Now the staff member making those calls also asks about pain management and about the customer's overall satisfaction with the ED experience, as well as whether he or she would recommend the facility, he adds.

Compared to traditional ways of measuring customer satisfaction, Hall says, "we have a month's worth [of data] in one day. We see 120 to 140 people a day in the ED, so that makes it statistically significant for us."

As expected, he notes, two things the hospital already was doing were validated as improving throughput and patient satisfaction. "One was having the ED physicians write admission orders, based on signs and symptoms, rather than waiting for the specialist, and the other is that we have an admissions holding area for patients we're not sure are going to be admitted."

In another instance, the variable being tested was successful in two ways, one of which was totally unexpected, Hall says.

The hospital developed scripts for ED personnel to use in explaining to patients the reasons for their wait times, and to lay out expectations for what the ED visit would entail, such as "seeing the physician, asking questions, having tests run," he notes.

The idea was to enlighten people as to why they were waiting, but in the process of doing that, staff became more focused on the need to keep people from having to wait, Hall says. As a result, he adds, "they got more creative in getting people back to the treatment room," which resulted in improved throughput times.

"Without this system," he adds, "we wouldn't have discovered that. You make changes all the time, but you don't always know if they will result in improvement."

Historically, process improvement efforts involved "having a consultant come in, say, 'This is the problem,' and then, 'Here is what has worked in other hospitals — we think it will work here,'" recalls Samuel Evans, MD, the hospital's medical director and administrator of the OR piece of the Blount Memorial project.

"You end up looking at ideas, saying, 'Try this,' and if that doesn't work, 'Try something else,' and eventually you get frustrated and quit."

By testing several ideas at the same time, he says, "you have proof of what is helping and what's not. The technique used is very intensive on the statistical side."

QualPro uses an MVT categorization process, a company news release states, "to narrow test ideas to only those that are practical (easy and safe to test and implement with current resources), fast (quick to implement with current resources), and cost-free (no increase in operating cost or capital)."

Experience has shown, Evans notes, "that about 23% [of test ideas] will help, about the same percentage will hurt, and the rest of the variables will do nothing. There is no way to predict which will fall into which category."

To prepare for the OR portion of the project, he says, sessions were held with surgeons, anesthesiologists, and OR staff. "We asked, 'What are your problems and what do you think will help?' We took all the ideas everybody had and analyzed them and came up with 23 different variables to test.

"One day we test two or three variables, the next day we change and do two more, and we do that for 30 days," Evans continues. "Then we collect all the data and do a statistical analysis and say, 'It appears this variable is helping, this one is also helping, this is not helping at all and is actually hurting.'"

At that point, some of the variables are eliminated, and there is another series of tests on the smaller group, he adds, "and we see what helps."

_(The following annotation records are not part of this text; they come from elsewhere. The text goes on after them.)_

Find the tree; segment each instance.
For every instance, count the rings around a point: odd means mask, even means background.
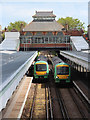
[[[85,30],[84,24],[79,19],[74,19],[72,17],[66,17],[66,18],[59,18],[58,23],[61,23],[65,28],[66,25],[68,26],[68,30],[72,29],[78,29],[78,30]]]
[[[21,31],[22,27],[26,26],[26,22],[24,21],[16,21],[14,23],[10,23],[10,25],[7,27],[8,31],[11,31],[12,29],[16,29],[17,31]]]

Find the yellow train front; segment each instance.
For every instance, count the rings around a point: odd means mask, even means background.
[[[49,66],[45,56],[39,56],[34,63],[34,78],[47,79],[49,75]]]
[[[71,83],[70,66],[58,57],[52,58],[55,83]]]

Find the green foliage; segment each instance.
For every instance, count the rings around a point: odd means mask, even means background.
[[[66,17],[66,18],[59,18],[58,23],[61,23],[64,27],[66,26],[66,24],[68,25],[68,30],[72,30],[72,29],[85,29],[84,24],[82,23],[79,19],[74,19],[72,17]]]
[[[23,24],[23,27],[26,26],[26,22],[24,21],[16,21],[14,23],[10,23],[10,25],[7,27],[8,31],[11,31],[12,29],[16,29],[18,31],[21,30],[21,25]]]

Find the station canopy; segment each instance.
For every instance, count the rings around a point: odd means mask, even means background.
[[[62,31],[64,28],[61,24],[55,20],[53,11],[36,11],[36,14],[32,16],[33,21],[29,23],[23,31]]]

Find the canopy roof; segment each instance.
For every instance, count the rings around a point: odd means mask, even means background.
[[[61,24],[54,21],[32,21],[23,31],[62,31],[64,28]]]

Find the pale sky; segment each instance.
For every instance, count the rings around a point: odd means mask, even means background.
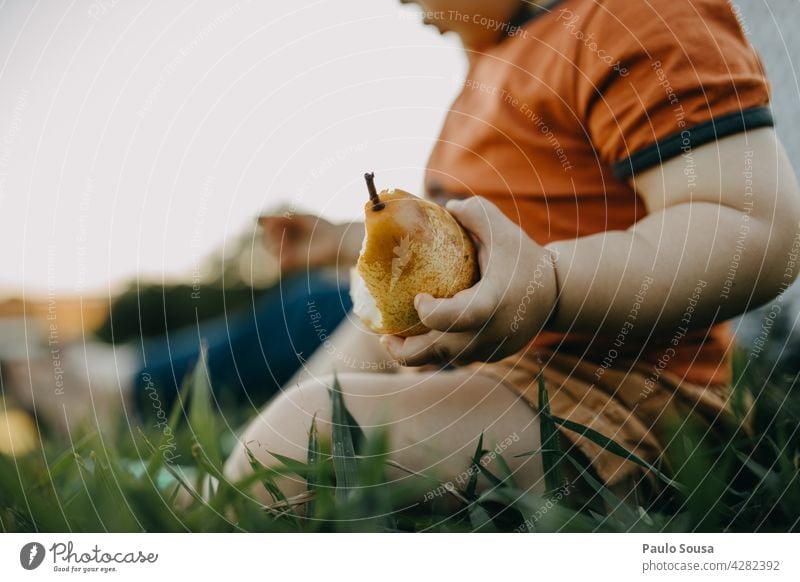
[[[397,0],[0,1],[0,295],[191,272],[264,208],[419,191],[466,63]]]
[[[737,3],[800,165],[796,0]],[[0,0],[0,297],[188,276],[280,204],[419,192],[466,63],[397,0]]]

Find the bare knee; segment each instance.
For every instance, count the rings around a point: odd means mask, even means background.
[[[250,473],[248,451],[266,467],[280,465],[273,453],[305,462],[312,422],[317,419],[320,432],[330,424],[327,380],[312,378],[278,394],[245,429],[225,464],[225,475],[237,481]]]

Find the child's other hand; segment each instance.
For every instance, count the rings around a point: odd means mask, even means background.
[[[542,331],[556,305],[551,251],[484,198],[453,200],[447,209],[477,244],[481,280],[450,299],[417,295],[417,313],[431,331],[381,338],[408,366],[500,360]]]

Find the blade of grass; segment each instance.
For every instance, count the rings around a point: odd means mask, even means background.
[[[192,395],[189,402],[189,425],[195,441],[203,448],[205,456],[216,469],[222,468],[222,453],[217,440],[212,392],[208,372],[208,349],[200,348],[200,360],[192,377]]]
[[[469,466],[469,481],[467,488],[464,490],[464,495],[467,499],[475,499],[476,489],[478,487],[478,475],[480,474],[479,467],[481,466],[481,459],[483,458],[483,433],[478,438],[478,446],[475,447],[475,453],[472,455],[472,463]]]
[[[551,417],[553,422],[558,424],[559,426],[563,426],[567,430],[570,430],[574,433],[579,435],[585,436],[594,444],[602,447],[603,449],[607,450],[609,453],[612,453],[618,457],[623,459],[627,459],[629,461],[633,461],[640,467],[647,469],[648,471],[652,471],[653,474],[659,478],[663,483],[669,485],[670,487],[674,487],[679,491],[683,491],[684,487],[678,483],[677,481],[670,479],[664,473],[659,471],[656,467],[636,455],[635,453],[630,452],[625,447],[617,443],[616,441],[608,438],[607,436],[597,432],[596,430],[589,428],[588,426],[584,426],[582,424],[578,424],[577,422],[572,422],[571,420],[567,420],[565,418],[560,418],[558,416]]]
[[[569,455],[564,455],[564,457],[572,464],[573,467],[575,467],[581,478],[586,481],[586,483],[588,483],[589,486],[594,489],[594,491],[605,502],[606,507],[609,510],[608,517],[613,517],[625,525],[633,525],[638,520],[638,516],[633,509],[628,507],[624,501],[614,495],[614,493],[612,493],[605,485],[600,483],[600,481],[595,479],[586,467],[581,466],[578,461]]]
[[[558,430],[550,412],[550,397],[544,383],[544,374],[539,373],[539,434],[544,468],[544,482],[548,491],[555,491],[566,483],[561,470],[561,443]]]
[[[344,405],[342,387],[335,372],[331,400],[333,402],[331,452],[333,454],[333,471],[336,475],[336,498],[345,501],[358,485],[356,451],[353,444],[355,420]]]
[[[322,451],[319,443],[319,432],[317,431],[317,415],[311,419],[311,428],[308,431],[308,475],[306,475],[306,491],[309,493],[316,490],[319,479],[320,460]],[[308,515],[314,515],[314,499],[308,502]]]

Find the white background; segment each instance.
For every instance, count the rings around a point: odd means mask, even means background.
[[[397,0],[0,0],[0,296],[186,275],[418,192],[465,61]]]

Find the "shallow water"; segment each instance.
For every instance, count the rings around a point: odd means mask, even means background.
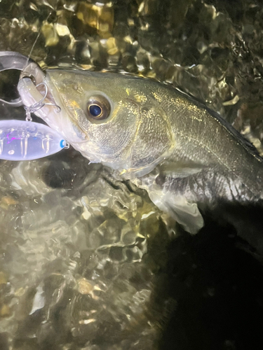
[[[0,50],[172,83],[262,153],[262,12],[248,0],[2,0]],[[11,98],[17,75],[1,77]],[[3,350],[249,349],[260,337],[262,270],[233,229],[209,218],[189,237],[144,191],[72,149],[1,161],[0,216]]]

One of the tests involved notifying surgeons the day before to verify scheduled procedures, Evans says. As a result of this advance check, he notes, "sometimes [the surgeon] decides to change the plan, or discovers there is an error in how it was recorded."

Catching such glitches a day in advance, he notes, prevents last-minute cancellations that irritate patients and family members, delay turnaround time, and cost money "because the room is set up for one patient and you're changing to another."

"One of the things we're doing to improve customer satisfaction is to be sure to communicate with family members so they have a better indication of when to be here, what time the surgery will begin, and when it will be over," Evans says. "We look for ways to stimulate staff so they know to communicate that information at certain points."

Hall points out that "while the literature is full of good ideas" for process improvement, the difficulty lies in identifying those that can be implemented and will actually result in improvement for the patient.

"We've got to make our resources count to the fullest for our patients and maximize all opportunities to do so," he adds. "This system helps us know in advance whether long-term implementation of those resources will make sense."